Jak powiedział, przez siedem lat będziemy mieli do wykorzystania ok. 700 mld zł, co oznacza, że ponad jedna siódma może wpłynąć w przyszłym roku.
„Nasze mechanizmy absorpcyjne są do tego gotowe” – zapewnił premier. Licząc do polskiego PKB byłoby to ok. 4,5 proc. w inwestycjach. To może oznaczać, że założenia do przyszłorocznego budżetu są konserwatywne – wskazał.
Premier zwrócił też uwagę na sytuację związaną z Białorusią. W pewnych obszarach może to działać na korzyść dla Polski, jeśli chodzi o zapewnienie pracowników dla polskiego rynku pracy.
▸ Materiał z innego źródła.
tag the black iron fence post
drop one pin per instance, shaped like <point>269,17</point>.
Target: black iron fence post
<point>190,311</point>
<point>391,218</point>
Z drugiej jednak strony, zauważył premier, turbulencje za wschodnią granicą tworzą przestrzeń dla zupełnie nieznanych do tej pory ryzyk. Możliwość długotrwałej recesji na Białorusi minimalnie uderzyłaby w polską gospodarkę, ale konsekwencje polityczne mogłyby być bardziej dotkliwe.
„Może to (…) pogorszyć sentyment co do tej części Europy dla inwestorów z zewnątrz, ze Stanów Zjednoczonych. Niestety takie czynniki trzeba też brać pod uwagę” – powiedział.
Tymczasem, jak mówił premier, rząd liczy mocno na to, że będą przesuwane inwestycje do Europy Środkowej i Polski.
Mówiąc o impulsach fiskalnych, minister finansów Tadeusz Kościński wskazał, że w przyszłym roku będą wypłacane 13. i 14. emerytury, a nakłady na zdrowie zostaną zwiększone do 5,3 proc. PKB, a na sektor obrony wyniosą 2,2 proc. PKB.